How did you learn your carpentry Home improvement skills?

I always liked to make things. Playing with Legos and Constructs when I was a kid. The same way an artist might think mixed media is fun, I really love to work with materials as they are and see what they could be.

As far as the actual skill sets, it's a little bit of everything, really. Originally, watching my Dad (he taught me everything I know about, and still need to learn about electrical). Then there's other professionals I've worked with/for, the internet, trial and error and most important being a curious observer.

"How is this built?"

"What type of finish is this?"

When you buy a house, there's a certain amount of "stuff" you're tasked to do as a home owner, especially our house! Sometimes you take these tasks on yourself for financial reasons or in my case, I usually have a hair brain idea that I can't convince anyone else to take on, so I have to do it myself.

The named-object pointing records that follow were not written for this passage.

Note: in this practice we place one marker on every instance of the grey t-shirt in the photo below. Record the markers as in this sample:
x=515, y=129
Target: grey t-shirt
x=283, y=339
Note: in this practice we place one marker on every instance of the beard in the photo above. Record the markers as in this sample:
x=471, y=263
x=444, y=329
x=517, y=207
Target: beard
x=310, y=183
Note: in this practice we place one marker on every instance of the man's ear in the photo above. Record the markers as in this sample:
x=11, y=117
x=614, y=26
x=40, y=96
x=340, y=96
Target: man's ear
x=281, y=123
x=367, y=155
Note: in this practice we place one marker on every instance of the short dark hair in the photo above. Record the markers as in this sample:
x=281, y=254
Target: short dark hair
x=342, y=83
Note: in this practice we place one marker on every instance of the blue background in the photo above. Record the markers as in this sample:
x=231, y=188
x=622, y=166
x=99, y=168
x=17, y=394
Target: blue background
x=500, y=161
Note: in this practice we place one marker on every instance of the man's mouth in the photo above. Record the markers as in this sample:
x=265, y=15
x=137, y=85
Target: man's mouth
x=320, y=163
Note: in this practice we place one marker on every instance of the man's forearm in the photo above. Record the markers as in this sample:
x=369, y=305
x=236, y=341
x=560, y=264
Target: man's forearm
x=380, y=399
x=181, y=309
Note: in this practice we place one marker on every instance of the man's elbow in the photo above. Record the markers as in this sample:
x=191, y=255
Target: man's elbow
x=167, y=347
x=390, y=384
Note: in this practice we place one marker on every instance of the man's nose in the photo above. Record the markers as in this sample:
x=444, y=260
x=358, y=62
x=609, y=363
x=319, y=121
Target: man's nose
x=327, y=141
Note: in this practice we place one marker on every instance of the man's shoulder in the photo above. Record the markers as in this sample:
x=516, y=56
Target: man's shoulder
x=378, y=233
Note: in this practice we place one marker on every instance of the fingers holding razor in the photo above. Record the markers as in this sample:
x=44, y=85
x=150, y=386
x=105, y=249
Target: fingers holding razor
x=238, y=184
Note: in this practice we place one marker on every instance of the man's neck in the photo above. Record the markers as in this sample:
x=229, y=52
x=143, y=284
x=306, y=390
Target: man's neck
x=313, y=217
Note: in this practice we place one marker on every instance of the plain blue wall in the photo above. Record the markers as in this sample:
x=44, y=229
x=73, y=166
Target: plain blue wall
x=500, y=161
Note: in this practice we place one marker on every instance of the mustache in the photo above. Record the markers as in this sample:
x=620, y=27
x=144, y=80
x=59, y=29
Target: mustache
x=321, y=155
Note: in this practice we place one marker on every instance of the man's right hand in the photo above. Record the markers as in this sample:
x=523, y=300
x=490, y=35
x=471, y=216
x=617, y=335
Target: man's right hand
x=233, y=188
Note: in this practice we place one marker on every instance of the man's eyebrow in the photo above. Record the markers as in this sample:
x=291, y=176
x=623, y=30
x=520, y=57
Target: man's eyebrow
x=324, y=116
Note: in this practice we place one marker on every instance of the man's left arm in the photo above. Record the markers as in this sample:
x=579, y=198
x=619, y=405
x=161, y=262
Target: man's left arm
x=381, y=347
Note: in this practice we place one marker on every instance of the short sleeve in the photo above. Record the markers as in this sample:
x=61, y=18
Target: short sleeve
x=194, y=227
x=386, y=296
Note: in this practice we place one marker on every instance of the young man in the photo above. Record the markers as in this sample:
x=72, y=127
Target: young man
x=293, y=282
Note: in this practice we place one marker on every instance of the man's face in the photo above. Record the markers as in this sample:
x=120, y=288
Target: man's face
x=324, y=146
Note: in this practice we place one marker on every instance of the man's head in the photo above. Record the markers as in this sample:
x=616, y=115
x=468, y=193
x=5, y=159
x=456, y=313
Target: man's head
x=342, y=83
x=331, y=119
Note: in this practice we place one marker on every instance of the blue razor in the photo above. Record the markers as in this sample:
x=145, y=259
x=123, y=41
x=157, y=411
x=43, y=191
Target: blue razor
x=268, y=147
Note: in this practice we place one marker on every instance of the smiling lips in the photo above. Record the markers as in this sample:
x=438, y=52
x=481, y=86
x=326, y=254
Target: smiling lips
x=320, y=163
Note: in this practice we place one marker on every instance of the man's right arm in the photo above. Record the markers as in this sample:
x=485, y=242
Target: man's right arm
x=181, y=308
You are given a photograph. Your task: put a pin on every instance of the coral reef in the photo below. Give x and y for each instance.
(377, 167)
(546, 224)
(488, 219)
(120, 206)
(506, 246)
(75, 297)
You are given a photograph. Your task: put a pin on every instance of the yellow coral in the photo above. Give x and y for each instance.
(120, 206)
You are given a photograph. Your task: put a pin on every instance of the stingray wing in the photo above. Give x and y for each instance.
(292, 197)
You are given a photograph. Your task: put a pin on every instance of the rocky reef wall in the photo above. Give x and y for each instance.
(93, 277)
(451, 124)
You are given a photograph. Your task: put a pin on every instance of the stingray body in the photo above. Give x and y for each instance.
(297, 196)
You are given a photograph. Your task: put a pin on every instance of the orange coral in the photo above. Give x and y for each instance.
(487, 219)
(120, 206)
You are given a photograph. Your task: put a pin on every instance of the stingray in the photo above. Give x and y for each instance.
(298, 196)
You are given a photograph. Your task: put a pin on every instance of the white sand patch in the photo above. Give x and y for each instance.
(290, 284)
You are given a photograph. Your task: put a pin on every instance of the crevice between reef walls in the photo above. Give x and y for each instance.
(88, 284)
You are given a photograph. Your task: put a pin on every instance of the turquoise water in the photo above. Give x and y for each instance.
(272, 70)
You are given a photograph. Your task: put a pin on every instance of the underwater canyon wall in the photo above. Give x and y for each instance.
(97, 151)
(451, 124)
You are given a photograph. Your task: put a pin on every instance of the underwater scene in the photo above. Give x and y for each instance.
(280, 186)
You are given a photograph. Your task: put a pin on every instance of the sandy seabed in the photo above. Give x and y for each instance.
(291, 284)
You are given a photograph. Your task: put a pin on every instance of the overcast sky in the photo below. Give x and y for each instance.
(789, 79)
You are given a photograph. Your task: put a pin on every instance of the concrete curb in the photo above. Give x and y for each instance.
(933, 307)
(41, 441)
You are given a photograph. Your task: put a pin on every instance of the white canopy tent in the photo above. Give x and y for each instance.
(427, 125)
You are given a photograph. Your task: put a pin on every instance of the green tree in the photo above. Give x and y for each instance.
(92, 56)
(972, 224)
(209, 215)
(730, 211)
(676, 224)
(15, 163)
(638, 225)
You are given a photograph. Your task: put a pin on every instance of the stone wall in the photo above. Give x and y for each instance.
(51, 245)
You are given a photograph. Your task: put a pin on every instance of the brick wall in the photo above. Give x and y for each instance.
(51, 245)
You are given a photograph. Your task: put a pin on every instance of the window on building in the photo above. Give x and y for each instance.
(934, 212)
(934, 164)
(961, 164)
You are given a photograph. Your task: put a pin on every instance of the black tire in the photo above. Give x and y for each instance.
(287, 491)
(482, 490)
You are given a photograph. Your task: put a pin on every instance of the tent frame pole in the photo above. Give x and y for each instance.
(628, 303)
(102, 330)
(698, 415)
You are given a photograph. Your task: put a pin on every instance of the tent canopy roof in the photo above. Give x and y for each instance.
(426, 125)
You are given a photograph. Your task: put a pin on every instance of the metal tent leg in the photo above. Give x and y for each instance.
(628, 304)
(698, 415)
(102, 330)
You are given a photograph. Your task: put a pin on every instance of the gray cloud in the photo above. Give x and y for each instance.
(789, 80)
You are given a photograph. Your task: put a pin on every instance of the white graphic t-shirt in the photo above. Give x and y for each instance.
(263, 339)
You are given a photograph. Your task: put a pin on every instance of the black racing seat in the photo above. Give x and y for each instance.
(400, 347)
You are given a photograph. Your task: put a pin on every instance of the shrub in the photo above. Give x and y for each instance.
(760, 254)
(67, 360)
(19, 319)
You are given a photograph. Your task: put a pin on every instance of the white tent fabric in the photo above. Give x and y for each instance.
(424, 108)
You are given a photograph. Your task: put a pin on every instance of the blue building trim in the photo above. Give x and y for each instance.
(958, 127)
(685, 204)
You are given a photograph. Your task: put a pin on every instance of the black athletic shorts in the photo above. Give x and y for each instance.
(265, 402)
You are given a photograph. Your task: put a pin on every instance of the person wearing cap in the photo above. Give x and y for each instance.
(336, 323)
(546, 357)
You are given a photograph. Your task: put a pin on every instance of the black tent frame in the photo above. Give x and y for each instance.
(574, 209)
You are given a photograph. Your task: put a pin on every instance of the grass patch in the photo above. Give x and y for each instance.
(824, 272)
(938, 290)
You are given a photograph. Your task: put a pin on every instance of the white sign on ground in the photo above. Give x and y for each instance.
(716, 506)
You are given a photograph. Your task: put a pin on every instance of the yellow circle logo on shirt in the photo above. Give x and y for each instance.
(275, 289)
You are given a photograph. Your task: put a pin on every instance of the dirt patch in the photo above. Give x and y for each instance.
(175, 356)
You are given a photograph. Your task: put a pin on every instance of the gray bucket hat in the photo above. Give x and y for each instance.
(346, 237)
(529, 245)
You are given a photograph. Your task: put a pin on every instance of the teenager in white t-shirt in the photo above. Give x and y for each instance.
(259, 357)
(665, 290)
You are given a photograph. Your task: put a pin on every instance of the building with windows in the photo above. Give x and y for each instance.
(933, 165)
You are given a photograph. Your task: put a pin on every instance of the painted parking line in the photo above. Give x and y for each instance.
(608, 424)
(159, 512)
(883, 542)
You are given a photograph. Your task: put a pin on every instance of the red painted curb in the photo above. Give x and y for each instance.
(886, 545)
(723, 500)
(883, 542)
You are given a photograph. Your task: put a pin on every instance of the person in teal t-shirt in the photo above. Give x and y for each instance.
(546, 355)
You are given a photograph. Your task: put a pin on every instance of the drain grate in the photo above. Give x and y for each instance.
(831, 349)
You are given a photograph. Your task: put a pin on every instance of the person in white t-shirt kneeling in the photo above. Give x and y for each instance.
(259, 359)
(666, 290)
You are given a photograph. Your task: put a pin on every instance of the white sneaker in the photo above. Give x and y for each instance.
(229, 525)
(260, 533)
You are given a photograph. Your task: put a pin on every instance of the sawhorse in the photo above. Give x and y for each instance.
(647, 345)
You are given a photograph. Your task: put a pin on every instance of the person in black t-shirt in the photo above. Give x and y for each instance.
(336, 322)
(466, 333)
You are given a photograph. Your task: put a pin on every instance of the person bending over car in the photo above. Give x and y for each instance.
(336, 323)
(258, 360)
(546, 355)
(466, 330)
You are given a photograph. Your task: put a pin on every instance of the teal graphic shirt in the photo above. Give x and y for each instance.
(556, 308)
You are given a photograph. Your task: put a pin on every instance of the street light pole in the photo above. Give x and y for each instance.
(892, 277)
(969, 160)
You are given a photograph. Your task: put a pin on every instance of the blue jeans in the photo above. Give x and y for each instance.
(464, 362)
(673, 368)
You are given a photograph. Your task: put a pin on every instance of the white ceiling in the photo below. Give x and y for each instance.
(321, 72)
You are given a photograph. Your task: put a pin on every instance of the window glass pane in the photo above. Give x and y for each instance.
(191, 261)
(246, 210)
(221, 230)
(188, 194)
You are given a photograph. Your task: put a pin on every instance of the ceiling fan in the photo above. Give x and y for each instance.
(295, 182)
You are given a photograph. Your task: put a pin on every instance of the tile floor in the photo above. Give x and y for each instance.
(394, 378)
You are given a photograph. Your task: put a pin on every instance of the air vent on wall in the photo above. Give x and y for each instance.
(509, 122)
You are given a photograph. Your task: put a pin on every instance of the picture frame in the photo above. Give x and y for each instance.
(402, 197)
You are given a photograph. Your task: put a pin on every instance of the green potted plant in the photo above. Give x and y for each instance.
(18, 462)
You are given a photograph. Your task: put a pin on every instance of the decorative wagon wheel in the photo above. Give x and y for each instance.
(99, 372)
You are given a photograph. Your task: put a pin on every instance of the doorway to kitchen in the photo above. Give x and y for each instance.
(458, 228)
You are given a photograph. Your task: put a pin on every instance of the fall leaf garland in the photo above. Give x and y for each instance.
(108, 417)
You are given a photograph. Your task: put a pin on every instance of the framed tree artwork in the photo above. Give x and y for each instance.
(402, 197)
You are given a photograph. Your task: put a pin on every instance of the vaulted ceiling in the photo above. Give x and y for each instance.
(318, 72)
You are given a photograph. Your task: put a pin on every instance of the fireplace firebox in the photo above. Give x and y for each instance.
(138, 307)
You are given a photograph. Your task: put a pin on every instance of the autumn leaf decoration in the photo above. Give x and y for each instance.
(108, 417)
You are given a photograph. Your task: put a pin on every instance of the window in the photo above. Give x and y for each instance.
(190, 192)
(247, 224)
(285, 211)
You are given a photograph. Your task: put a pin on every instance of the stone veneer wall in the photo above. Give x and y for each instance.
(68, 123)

Nightmare to refinish hardwood?

We look at every project the same, big or small.

- How much would it cost for us to do it; factoring in our own billable hours and expenses. True project cost!

- How long will the project take, start to finish, if we do the work?

- How much would it cost for us to hire someone?

- How long will it take, start to finish, if we hire someone to do the work?

- Will we be happier with a professionals finished product vs. our own?

We've yet to refinish hardwood ourselves because whenever we've don't our comparison, it's always made more sense to hire. Maybe one day, but with 100 year old floors, we'll probably trust the professionals before our amateur skill set.

Thank you so much for your wonderful questions and for taking some time to hear about US through our answers.